Cangkang Bisa Jadi Sumber Biomassa, Harga TBS Sawit Perlu Diperbaharui

29 Mei 2023 oleh jakarta

Pemerintah dan pelaku usaha diminta untuk memperbaharui rumus penetapan harga tandan buah segar (TBS) sawit saat ini. Sebab, permintaan dan nilai ekonomis cangkang sawit Indonesia di Jepang juga sedang tinggi. Begitu kata Wakil Ketua Dewan Perwakilan Daerah (DPD) RI Sultan B. Najamudin yang tahu bahwa agenda transisi energi Jepang membutuhkan suplai sumber energi biomassa utama, seperti cangkang sawit dari Indonesia. "Artinya, cangkang Sawit bisa diklasifikasi sebagai produk olahan sawit yang bernilai ekonomi tinggi. Sehingga penting untuk diperhatikan sebagai variabel utama dalam proses penentuan harga TBS sawit oleh pemerintah dan pelaku usaha pengolahan kelapa sawit,” ujarnya kepada wartawan, Minggu (28/5). Salah satu peluang investasi di sektor industri pengolahan cangkang sawit, kata Sultan, adalah produksi pellet (high-energy density biomass) yang potensial meningkatkan nilai kalori cangkang sawit menjadi setara dengan batubara antrasit (6.100- 6.400 kcal per kg). Di Indonesia, potensi produksi cangkang sawit mencapai 11 juta ton per tahun, tetapi masih diekspor sekitar 3,5 juta ton per tahun dalam bentuk komoditas setengah jadi. "Namun, penetapan harga TBS selama ini belum memasukkan cangkang sawit sebagai salah satu faktor yang bernilai ekonomi. Harga TBS ditentukan dengan rumus (harga minyak x rendemen minyak) + (harga kernel x rendemen kernel) x faktor pajak,” jelas mantan ketua HIPMI Bengkulu itu. ntuk iyu, dia mendorong kementerian terkait untuk memberikan perhatian khusus pada produk cangkang sawit yang selama ini teridentifikasi sebagai limbah industri pengolahan sawit.

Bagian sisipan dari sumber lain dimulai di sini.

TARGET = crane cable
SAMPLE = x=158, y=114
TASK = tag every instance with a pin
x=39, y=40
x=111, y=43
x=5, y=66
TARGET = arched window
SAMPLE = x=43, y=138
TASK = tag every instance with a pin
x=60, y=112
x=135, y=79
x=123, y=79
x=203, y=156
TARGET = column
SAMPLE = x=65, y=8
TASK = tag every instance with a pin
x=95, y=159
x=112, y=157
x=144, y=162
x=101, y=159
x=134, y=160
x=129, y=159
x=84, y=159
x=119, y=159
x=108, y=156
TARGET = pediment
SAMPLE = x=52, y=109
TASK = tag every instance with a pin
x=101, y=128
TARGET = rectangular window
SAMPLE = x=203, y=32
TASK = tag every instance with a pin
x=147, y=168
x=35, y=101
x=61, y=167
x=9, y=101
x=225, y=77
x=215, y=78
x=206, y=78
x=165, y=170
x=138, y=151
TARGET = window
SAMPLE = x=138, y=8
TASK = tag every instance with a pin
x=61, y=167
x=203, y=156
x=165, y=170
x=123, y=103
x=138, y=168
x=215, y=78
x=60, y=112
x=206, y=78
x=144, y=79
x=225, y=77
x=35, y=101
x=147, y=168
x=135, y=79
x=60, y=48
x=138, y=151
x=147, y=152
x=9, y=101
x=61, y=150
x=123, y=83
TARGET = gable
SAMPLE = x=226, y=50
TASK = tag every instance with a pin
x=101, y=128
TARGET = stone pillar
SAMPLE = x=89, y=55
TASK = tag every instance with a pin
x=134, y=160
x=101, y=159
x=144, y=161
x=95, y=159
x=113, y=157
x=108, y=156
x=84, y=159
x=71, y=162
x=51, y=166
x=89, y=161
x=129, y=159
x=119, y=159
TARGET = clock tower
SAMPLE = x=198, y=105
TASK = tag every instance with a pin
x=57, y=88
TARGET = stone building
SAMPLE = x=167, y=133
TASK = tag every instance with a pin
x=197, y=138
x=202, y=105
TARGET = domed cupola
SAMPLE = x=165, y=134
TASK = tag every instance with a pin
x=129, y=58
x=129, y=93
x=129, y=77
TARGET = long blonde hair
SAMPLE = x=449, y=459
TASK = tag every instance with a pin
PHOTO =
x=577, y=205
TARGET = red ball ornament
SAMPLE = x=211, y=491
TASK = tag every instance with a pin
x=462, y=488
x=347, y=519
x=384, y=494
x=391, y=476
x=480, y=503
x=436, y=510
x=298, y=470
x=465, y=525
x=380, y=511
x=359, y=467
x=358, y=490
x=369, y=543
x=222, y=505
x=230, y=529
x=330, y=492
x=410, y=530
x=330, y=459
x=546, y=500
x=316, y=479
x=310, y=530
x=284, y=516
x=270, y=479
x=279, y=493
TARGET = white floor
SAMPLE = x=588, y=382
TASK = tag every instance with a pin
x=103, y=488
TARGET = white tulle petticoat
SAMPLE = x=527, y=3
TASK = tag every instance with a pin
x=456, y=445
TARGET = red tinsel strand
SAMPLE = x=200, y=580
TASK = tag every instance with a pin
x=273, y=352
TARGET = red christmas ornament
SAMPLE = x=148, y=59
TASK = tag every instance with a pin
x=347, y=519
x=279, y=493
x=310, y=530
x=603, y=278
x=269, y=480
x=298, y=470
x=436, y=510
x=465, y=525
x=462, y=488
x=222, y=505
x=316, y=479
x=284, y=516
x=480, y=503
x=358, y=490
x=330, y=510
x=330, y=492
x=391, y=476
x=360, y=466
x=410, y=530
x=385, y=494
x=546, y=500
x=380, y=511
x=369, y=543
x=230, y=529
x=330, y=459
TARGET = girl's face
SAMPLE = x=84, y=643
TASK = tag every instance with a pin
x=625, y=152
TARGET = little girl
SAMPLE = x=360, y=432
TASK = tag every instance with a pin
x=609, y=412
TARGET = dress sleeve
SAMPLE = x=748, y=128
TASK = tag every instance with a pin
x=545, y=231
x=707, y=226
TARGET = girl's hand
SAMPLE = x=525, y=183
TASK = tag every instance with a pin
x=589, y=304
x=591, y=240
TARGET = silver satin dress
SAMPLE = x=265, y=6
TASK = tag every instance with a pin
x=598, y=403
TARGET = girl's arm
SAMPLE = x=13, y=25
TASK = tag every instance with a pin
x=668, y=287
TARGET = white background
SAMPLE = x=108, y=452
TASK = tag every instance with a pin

Sehingga petani sawit bisa mendapatkan sedikit tambahan nilai TBS sawit yang mengalami koreksi saat ini. "Saat ini harga TBS sawit di hampir semua daerah mengalami penurunan yang signifikan akibat penurunan ekspor CPO. Di saat yang sama, Eropa yang merupakan pasar potensial produk perkebunan, khususnya sawit Indonesia kini sedang menutup pintu bagi produk sawit Indonesia,” tutupnya. (Sumber: https://politik.rmol.id/read/2023/05/28/575800/cangkang-bisa-jadi-sumber-biomassa-harga-tbs-sawit-perlu-diperbaharui)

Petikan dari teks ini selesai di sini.